Anne : «Pour mon chum sa réponse c’est que c’est mon corps. Faque c’est comme à moi de décider. Je trouve ça quand même difficile, même si je suis super contente parce que je ne voudrais pas qu’il me force. De toute façon, je l’écouterais pas… Mais je ne voudrais pas sentir une pression de sa part pour qu’on fasse quoi que ce soit avec lequel je ne suis pas bien. Mais j’ai l’impression que ça repose sur mes épaules au final le choix.»

Éliane : «Tout ce qui a rapport avec la fertilité, je dirais que c’est plus moi. Je ne sais pas pour les autres, mais j’ai l’impression que les hommes en général… Juste déjà un cycle menstruel, savoir c’est quand qu’il faut le faire, juste de programmer ça…. Faque c’était plate de tout le temps ah bin là ça serait le temps. Même si je lui dis d’avance là samedi ça va être le temps de commencer, de lui-même ça ne viendra pas. Il ne pense pas à ça nécessairement. Faque ça je trouvais ça lourd. C’était moi qui portais la responsabilité de ça. […] Jusqu’à maintenant, il a été fermé de s’impliquer là-dedans.»

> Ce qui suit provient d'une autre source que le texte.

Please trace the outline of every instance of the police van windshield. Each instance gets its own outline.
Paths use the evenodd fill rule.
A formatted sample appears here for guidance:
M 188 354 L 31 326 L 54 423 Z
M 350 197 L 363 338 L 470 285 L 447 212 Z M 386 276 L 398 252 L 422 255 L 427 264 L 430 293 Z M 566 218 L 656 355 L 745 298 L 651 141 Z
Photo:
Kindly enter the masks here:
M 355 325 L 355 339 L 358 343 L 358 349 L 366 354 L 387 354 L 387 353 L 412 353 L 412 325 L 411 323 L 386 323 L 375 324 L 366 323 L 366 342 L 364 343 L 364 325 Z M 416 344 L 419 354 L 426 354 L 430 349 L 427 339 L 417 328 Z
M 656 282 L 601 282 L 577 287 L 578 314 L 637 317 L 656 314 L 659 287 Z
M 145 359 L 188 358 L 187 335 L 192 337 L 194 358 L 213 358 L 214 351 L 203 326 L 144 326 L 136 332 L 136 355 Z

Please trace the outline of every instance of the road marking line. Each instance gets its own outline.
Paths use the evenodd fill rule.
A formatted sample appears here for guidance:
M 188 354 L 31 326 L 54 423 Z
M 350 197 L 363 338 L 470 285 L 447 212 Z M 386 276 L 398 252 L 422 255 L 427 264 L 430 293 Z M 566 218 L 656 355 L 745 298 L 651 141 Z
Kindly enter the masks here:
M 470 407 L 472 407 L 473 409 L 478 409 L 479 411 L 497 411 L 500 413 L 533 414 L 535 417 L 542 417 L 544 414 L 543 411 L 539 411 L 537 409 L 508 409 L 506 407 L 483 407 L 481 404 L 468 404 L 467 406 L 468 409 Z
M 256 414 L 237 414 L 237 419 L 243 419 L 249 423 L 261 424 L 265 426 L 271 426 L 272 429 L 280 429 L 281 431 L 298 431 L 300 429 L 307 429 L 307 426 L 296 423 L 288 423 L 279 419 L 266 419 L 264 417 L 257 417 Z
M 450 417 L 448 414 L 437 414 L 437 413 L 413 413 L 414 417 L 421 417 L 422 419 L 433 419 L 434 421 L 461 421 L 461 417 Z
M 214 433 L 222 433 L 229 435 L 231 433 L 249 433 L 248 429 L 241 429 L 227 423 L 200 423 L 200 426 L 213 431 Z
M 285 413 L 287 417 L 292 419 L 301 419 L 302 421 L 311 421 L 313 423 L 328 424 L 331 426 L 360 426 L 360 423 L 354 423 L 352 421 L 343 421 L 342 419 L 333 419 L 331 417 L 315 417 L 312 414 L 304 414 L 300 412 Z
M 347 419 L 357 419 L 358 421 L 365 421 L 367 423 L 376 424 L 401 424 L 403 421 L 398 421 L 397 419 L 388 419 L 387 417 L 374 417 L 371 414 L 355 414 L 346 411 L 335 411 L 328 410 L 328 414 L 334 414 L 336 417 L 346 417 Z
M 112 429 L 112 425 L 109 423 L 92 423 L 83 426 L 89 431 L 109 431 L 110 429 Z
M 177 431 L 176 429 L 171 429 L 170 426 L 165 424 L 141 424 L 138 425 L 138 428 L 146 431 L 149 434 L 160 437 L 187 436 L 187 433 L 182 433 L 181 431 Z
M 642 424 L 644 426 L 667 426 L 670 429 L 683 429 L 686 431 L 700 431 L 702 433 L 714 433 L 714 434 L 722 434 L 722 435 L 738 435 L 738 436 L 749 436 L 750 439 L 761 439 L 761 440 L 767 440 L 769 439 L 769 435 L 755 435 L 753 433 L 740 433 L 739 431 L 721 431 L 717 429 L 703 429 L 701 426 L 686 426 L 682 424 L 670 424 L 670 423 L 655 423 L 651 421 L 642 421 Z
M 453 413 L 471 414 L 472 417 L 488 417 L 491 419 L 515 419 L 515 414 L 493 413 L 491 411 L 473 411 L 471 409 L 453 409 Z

Caroline : «J’ai dit ça à moment donné à mon chum : tsé j’ai tellement pu besoin de toi [rire]. T’as tellement pas rapport dans l’histoire. Toi la seule affaire que tu fais c’est aller dans une petite pièce avec les lumières tamisées pis t’amuser pendant quelques minutes avec ton corps. C’est la seule affaire que t’as rapport dans l’histoire. Moi, je manque de l’ouvrage, je vais chercher des médicaments, je me pique partout, je me rentre des hormones dans le nez, dans le vagin, partout. Je mets toute ma vie en suspens pour ça. Toi ça te prend deux minutes d’investissement. Il trouvait ça bin drôle. Il dit : oui, mais c’est important. Je lui dis : c’est vrai, je t’enlève pas ça. Mais tsé tu t’en vas [en voyage pour le travail] pis je vais pouvoir continuer pendant que t’es pas là.»